- France: 2000+: 33 ; CM: 3 ; FM: 4 ; IM: 1
- Spain: 2000+: 34 ; CM: 0 ; FM: 2 ; IM: 0
- Germany: 2000+: 36 ; CM: 2 ; FM: 2 ; IM: 0
- Italy: 2000+: 11 ; CM: 1 ; FM: 0 ; IM: 0
- England: 2000+: 6 ; CM: 1 ; FM: 0 ; IM: 0
I am sure this has been debated to death, but why are the England juniors so far behind, and what can be done to change that?
After all, England managed to get to #3 I believe in the 80's, and I am sure juniors of that time still had to deal with school, A levels, Uni or work.
Some arguments I heard:
- Juniors in England drop chess after secondary school due to competing interests: I am sure this this is the same in all countries. And many persevered in the 80's, so what changed?
- There is no money in chess: I'd argue there never was, so doesn't explain the decline, nor why other countries have a better take up
- Parents force their kids to focus on studies: again, I don't see why it would be different in other western countries.

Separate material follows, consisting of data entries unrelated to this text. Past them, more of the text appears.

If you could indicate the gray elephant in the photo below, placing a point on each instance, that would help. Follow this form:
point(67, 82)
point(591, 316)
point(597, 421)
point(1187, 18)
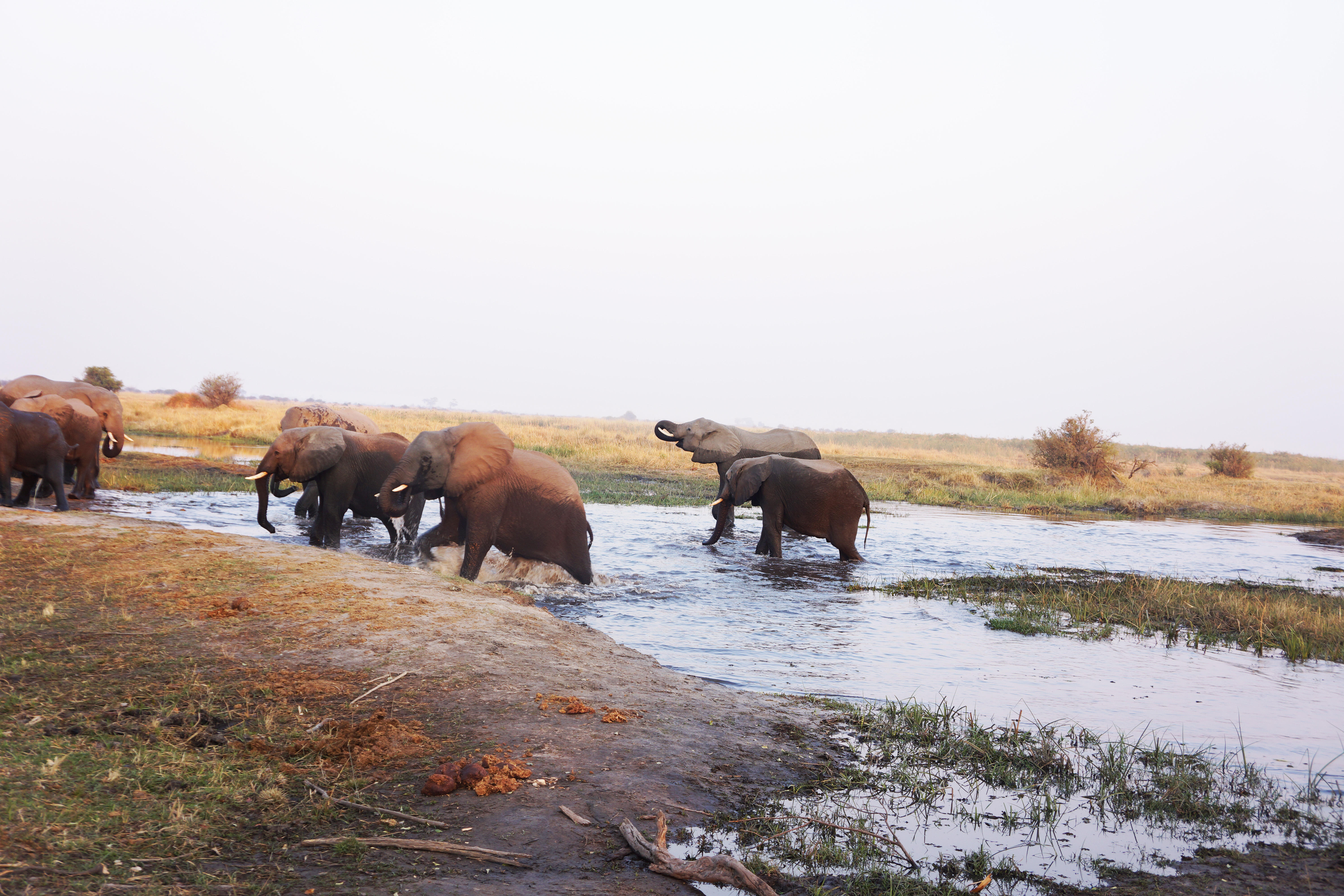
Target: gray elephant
point(724, 445)
point(303, 416)
point(812, 498)
point(349, 467)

- There no advanced/elite clubs for juniors: Maybe? It's true I don't know as many advanced junior clubs than in let's say France. When you go to a junior individual event, you can see al the children in the club polo, with 1-3 club volunteers or coaches, with training in between games, etc.. A whole support network. Also, there are very few holiday chess camps in England.
- Chess costs a lot after all with travels, books and coaching: Other countries manage it, so maybe they are more efficient by pooling resources in clubs? It costs much less this way (also, by acting as childcare, the chess clubs save money to some families)
- Other countries have more state support (at national, regional or even municipal level)
- Other countries organise many more opportunities for juniors to play titled players and meet them. (e.g., last week MVL spent the day at one of the Parisian chess clubs. Many other clubs regularly have super GM's or strong GMs visit or lecture. There are many simuls offered too.)
But the question remains: what are we missing, and how to improve?